Diante de um cenário de provável falta de acordo e de alargamento do prazo do processo negociador, corre-se ainda o risco de serem incluídos temas que haviam sido rechaçados anteriormente. Este é o caso das compras do setor público, que foram excluídas da agenda em Cancún e que agora alguns governos tentam empurrar com ênfase através de cobranças nas negociações de serviços.

Para a Rebrip, o processo negociador na OMC é mais um dos elementos da disputa por um projeto de país. Não aceitamos que, em nome de eventuais ganhos para um ou outro setor econômico (especialmente para a grande agricultura comercial de exportação) sejam impostas perdas para a ampla maioria da sociedade. Nos opomos a que o Brasil faça mais concessões na área de bens industriais – como já sinalizado pelo governo brasileiro em negociações no âmbito do grupo restrito que engloba EUA, União Européia e Índia, além do Brasil – e que podem complicar ainda mais a já difícil situação do emprego no país. Essas concessões também podem gerar novas pressões para redução dos salários, uma vez que reforçarão o chamado “discurso de competitividade”. Tampouco é aceitável fazer novas concessões na área de serviços, quando o país ainda se debate com o processo de desregulamentação dos anos 90, que gerou enormes prejuízos na prestação de serviços públicos de qualidade, e resultou em um grande e indefensável aumento de tarifas que apenas garante os lucros das empresas que participaram das privatizações. A mudança das regras das negociações em serviços – modificando a estrutura negociadora com a inclusão de um sistema plurilateral que “carteliza” as demandas dos países desenvolvidos, ao lado da aceitação de “parâmetros mínimos” para as negociações, objetivando quantificar e colocar pressão em uma negociação que envolve basicamente regulação doméstica e atendimento de direitos básicos das populações - seria mais um passo para transformar cidadania em negócios.

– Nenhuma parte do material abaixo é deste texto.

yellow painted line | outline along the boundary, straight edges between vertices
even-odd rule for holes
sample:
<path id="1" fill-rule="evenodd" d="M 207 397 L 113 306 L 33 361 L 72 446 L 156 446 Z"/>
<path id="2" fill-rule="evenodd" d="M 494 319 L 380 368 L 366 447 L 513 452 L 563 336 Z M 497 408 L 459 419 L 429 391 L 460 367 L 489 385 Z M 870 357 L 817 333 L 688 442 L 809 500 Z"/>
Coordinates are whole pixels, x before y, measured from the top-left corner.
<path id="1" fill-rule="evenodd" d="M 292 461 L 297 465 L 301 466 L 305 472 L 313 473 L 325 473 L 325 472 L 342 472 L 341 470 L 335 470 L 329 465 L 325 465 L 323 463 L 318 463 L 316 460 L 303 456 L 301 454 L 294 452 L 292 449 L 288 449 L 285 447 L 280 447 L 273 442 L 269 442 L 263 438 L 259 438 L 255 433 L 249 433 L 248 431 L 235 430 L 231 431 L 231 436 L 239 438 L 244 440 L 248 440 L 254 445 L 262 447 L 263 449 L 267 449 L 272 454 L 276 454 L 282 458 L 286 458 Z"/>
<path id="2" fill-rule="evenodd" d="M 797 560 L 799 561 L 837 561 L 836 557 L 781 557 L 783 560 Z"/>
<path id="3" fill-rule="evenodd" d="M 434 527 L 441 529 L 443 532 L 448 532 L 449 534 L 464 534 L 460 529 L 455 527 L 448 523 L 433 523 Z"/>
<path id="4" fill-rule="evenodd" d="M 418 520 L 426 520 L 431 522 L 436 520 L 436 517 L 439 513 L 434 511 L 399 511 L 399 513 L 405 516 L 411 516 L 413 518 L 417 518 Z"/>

É claro que os governos dificilmente reconhecerão um eventual fracasso em Hong Kong. O projeto de declaração apresentado no último dia 26 de novembro pelo diretor geral da OMC Pascal Lamy é revelador do vazio em que caíram as tentativas de se chegar a algum acordo, deixando os prazos em aberto e acenando com algumas medidas de trato especial e diferenciado para os países menos desenvolvidos. Os governos buscam neste momento salvar as aparências de um acordo vazio, ganhando tempo com o alargamento do prazo para tentar avançar rumo à conclusão da Rodada. Mas a verdade é que Hong Kong marcará mais uma vitória das redes, organizações e movimentos sociais que lutam pelo direito dos países terem políticas nacionais, de escolherem processos de integração soberanos; de formularem políticas industriais e de geração de empregos; de defenderem e protegerem a agricultura familiar e camponesa e a segurança alimentar; de defenderem o acesso, autonomia e controle social sobre os serviços públicos e essenciais; de defenderem o meio ambiente e de defenderem a saúde pública, a indústria nacional e o amplo acesso da população necessitada a medicamentos básicos. Depois de Hong Kong, devemos seguir nosso caminho de resistência, debate e mobilização.


*Rebrip é a Rede Brasileira pela Integração dos Povos, composta por 35 organizações da sociedade civil, entre elas a Fase, o Ibase, o Inesc, o MST e a CUT.